I am proud to announce the release of version 1.0.0 of kentauros!

This release is the result of about 9 months of development with more than 200 commits since the kentauros-0.9 branch has been split off.

Notable Changes

Tab completion for bash

It is now possible to use tab-completion for flags, action names, and package configuration names (which is the whole CLI!). The obvious limitation is, of course, that tab completion of package configuration names only works if the current working directory is a kentauros root directory (it contains a configs folder).

Pretty output

It is now possible to print the “package status” via the status action, which lists values from all known database fields in a pretty format per package.

Additionally, kentauros now generally prints better readable console output for all actions (particularly when running actions on multiple packages).

JSON State Database

For better tracking of package version, release, VCS status (etc.), a small, local database in human-readable JSON format has been introduced. It is automatically populated from “fallback” values before the first action is run.

For better control (and double-checking the JSON file for errors, it’s possible to run the import action on its own: ktr -v import PACKAGE.

This simple state database allows for easier tracking of, for example, bzr revision numbers or git commit hashes, without having to keep a source checkout around.

To make life easier for “human readers” and VCS systems, the JSON file is indented and formatted nicely (also, keys are always inserted alphabetically) - so generated diffs are as small as possible and look nice.

Variables in the Package configuration file

This change allows the %{name} and %{version} macros to be used in the URL of source tarballs (other variables are not implemented yet). The variables are only parsed for the tarball download (where the parsed URL is passed to wget), but passed to the RPM .spec as is (which is nice!).

Modularization

The code for handling different types of sources, package constructors, local and remote package builders has been refactored to make it easier to add new modules (which is something to look forward to - for example a new remote builder for koji scratch builds).

This change required an incompatible change to the package configuration file layout - the new layout, expected sections and keys can be seen in the data/template.conf file.

Configuration Simplification

It is no longer possible to use kentauros configuration files that are placed all over the system. Now, only the current directory is checked for a kentaurosrc file (which may specify a custom project root).
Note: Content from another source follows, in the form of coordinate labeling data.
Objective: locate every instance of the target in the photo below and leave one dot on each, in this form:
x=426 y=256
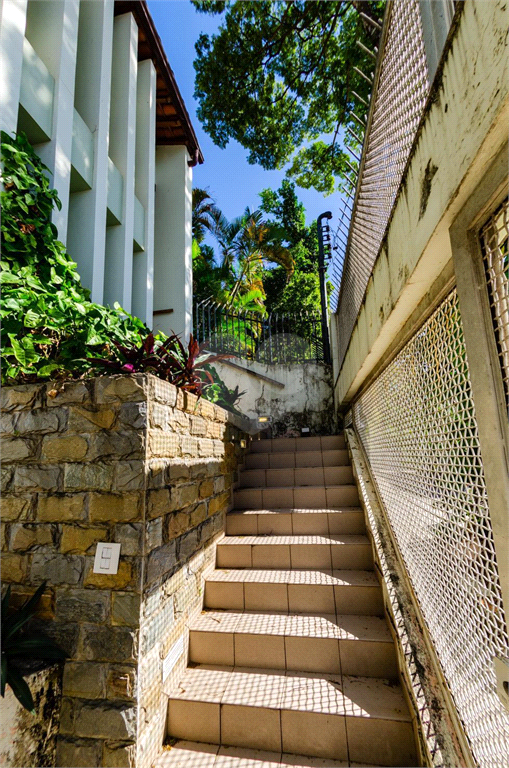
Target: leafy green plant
x=49 y=325
x=165 y=357
x=20 y=644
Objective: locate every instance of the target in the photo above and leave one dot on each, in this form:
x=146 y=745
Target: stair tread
x=294 y=539
x=341 y=627
x=340 y=695
x=296 y=511
x=279 y=576
x=191 y=754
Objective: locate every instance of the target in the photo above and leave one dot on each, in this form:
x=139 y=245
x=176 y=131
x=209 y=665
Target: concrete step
x=289 y=444
x=326 y=591
x=284 y=460
x=261 y=522
x=270 y=478
x=341 y=717
x=295 y=552
x=356 y=645
x=194 y=754
x=309 y=497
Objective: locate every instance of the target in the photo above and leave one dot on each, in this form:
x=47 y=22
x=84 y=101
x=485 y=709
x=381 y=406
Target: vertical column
x=12 y=31
x=52 y=29
x=122 y=148
x=86 y=236
x=143 y=264
x=173 y=268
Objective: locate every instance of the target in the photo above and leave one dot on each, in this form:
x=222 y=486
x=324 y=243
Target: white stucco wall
x=291 y=396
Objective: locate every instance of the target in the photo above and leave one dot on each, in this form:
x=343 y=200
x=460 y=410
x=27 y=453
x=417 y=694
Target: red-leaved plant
x=166 y=358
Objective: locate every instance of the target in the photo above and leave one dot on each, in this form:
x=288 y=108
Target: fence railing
x=271 y=339
x=400 y=89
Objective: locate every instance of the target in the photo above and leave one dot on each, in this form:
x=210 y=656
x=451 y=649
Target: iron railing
x=400 y=90
x=275 y=339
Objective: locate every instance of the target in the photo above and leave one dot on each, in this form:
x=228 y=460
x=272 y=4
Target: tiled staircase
x=292 y=655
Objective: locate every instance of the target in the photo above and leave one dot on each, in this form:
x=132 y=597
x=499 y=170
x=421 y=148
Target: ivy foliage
x=50 y=328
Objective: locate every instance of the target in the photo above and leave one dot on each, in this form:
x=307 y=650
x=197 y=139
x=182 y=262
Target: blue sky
x=226 y=173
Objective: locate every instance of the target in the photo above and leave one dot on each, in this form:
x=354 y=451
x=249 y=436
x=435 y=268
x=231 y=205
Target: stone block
x=114 y=388
x=22 y=396
x=125 y=578
x=56 y=569
x=177 y=524
x=61 y=508
x=206 y=489
x=119 y=756
x=198 y=514
x=187 y=546
x=85 y=680
x=121 y=683
x=104 y=507
x=106 y=721
x=15 y=507
x=103 y=643
x=41 y=420
x=65 y=448
x=125 y=609
x=160 y=561
x=154 y=534
x=129 y=475
x=38 y=478
x=79 y=753
x=14 y=567
x=88 y=477
x=133 y=415
x=18 y=449
x=158 y=502
x=82 y=605
x=79 y=538
x=130 y=537
x=126 y=444
x=84 y=420
x=24 y=536
x=66 y=392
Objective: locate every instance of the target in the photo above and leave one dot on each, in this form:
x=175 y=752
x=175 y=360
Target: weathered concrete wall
x=293 y=396
x=26 y=739
x=127 y=459
x=464 y=129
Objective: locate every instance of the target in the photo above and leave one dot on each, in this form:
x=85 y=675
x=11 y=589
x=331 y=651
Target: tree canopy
x=279 y=77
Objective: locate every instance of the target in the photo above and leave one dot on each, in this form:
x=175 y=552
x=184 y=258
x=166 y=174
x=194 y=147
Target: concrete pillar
x=52 y=30
x=122 y=150
x=86 y=238
x=145 y=176
x=12 y=31
x=173 y=267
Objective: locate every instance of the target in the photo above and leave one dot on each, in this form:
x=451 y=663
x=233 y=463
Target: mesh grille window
x=494 y=243
x=418 y=427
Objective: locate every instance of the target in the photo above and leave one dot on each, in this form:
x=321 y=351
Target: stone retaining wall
x=126 y=459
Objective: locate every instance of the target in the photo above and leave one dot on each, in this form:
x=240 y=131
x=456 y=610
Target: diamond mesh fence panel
x=418 y=427
x=494 y=243
x=398 y=103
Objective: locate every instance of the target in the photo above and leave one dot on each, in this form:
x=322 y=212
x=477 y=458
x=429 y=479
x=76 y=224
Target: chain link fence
x=397 y=106
x=418 y=427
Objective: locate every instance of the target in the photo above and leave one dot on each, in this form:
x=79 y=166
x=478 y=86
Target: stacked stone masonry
x=127 y=459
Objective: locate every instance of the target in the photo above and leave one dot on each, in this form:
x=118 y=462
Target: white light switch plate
x=106 y=557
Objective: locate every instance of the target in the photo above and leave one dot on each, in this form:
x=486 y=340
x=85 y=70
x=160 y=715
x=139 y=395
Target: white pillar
x=122 y=148
x=52 y=29
x=12 y=32
x=173 y=266
x=86 y=238
x=143 y=265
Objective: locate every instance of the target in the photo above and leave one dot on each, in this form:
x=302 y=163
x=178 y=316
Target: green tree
x=289 y=69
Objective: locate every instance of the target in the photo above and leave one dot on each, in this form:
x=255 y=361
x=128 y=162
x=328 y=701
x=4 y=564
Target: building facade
x=89 y=83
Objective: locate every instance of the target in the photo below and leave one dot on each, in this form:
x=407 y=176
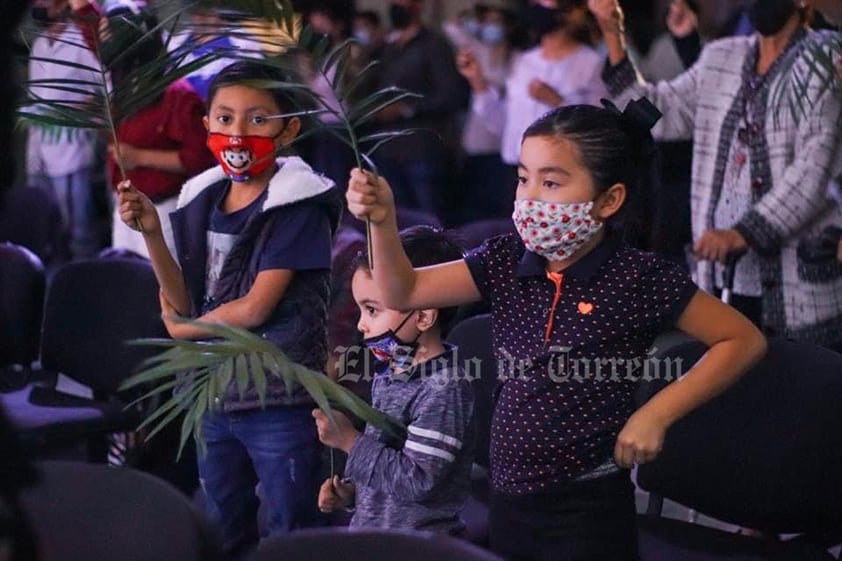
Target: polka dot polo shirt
x=568 y=346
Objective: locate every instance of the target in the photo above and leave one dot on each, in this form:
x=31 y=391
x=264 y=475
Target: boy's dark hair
x=245 y=71
x=424 y=246
x=612 y=147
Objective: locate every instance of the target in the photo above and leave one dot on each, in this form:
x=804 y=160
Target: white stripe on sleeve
x=435 y=435
x=424 y=449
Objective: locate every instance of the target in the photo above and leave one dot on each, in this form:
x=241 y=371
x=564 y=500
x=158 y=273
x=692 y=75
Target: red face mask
x=242 y=157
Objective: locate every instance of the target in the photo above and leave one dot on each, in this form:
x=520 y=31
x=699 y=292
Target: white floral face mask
x=554 y=230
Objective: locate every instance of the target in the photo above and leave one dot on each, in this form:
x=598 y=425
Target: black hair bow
x=637 y=120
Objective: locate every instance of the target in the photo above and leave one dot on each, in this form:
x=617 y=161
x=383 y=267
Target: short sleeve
x=478 y=261
x=300 y=240
x=664 y=291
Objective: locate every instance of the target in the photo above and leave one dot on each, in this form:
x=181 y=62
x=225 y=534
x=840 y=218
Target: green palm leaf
x=235 y=356
x=798 y=90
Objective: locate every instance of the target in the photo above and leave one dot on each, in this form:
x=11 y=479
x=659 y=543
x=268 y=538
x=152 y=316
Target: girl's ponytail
x=636 y=122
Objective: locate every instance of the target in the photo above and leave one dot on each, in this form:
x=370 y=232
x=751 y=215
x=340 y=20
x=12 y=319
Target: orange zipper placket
x=557 y=279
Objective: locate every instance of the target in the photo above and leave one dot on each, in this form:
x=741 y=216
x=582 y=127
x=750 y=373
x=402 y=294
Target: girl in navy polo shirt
x=574 y=309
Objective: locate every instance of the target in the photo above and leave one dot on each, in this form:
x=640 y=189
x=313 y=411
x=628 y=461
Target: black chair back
x=22 y=286
x=93 y=309
x=343 y=544
x=767 y=453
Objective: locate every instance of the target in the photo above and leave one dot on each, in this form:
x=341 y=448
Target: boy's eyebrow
x=249 y=110
x=547 y=169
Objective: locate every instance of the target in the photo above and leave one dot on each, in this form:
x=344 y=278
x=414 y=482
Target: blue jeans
x=277 y=447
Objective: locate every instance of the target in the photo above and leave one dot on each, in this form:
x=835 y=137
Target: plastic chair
x=92 y=309
x=88 y=511
x=343 y=544
x=765 y=455
x=31 y=217
x=22 y=286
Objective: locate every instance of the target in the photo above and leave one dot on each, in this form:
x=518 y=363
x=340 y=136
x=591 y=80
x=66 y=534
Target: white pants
x=123 y=237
If that file is not present, the current directory is presumed to be the desired kentauros root directory.

The configuration file layout has (incompatibly) changed since the kentauros-0.9 series to accommodate the new modularity features, which includes packages being able to be built without sources (meta-packages, etc). The data/template.conf file contains documentation about expected keys and expected format of values.

Additionally, the expected directory layout has changed to allow different configurations for the same “base package name” to co-exist (for example, mesa-12.0 and mesa-git configurations). Look at the examples folder to see how the new layout is obviously better.

The verify action might prove useful in checking configuration file validity, as it prints errors about missing sections and keys (and missing binaries).

Code Quality

The kentauros module has a code quality level of 10.00/10 with the current pylint configuration, which I am quite proud of - this includes correctly PEP8 formatted code, no cyclic imports, no duplicate code, no uber-complicated methods and classes, etc.

Notable bug fixes, cleanups and other improvements

  • Cancelling a mock build by Ctrl-C no longer crashes kentauros - the raised PermissionError is now handled correctly.
  • Usage of the ujson python package (a very fast JSON implementation) is now recommended.
  • The amount of \n characters at the end of .spec files is now preserved in all cases.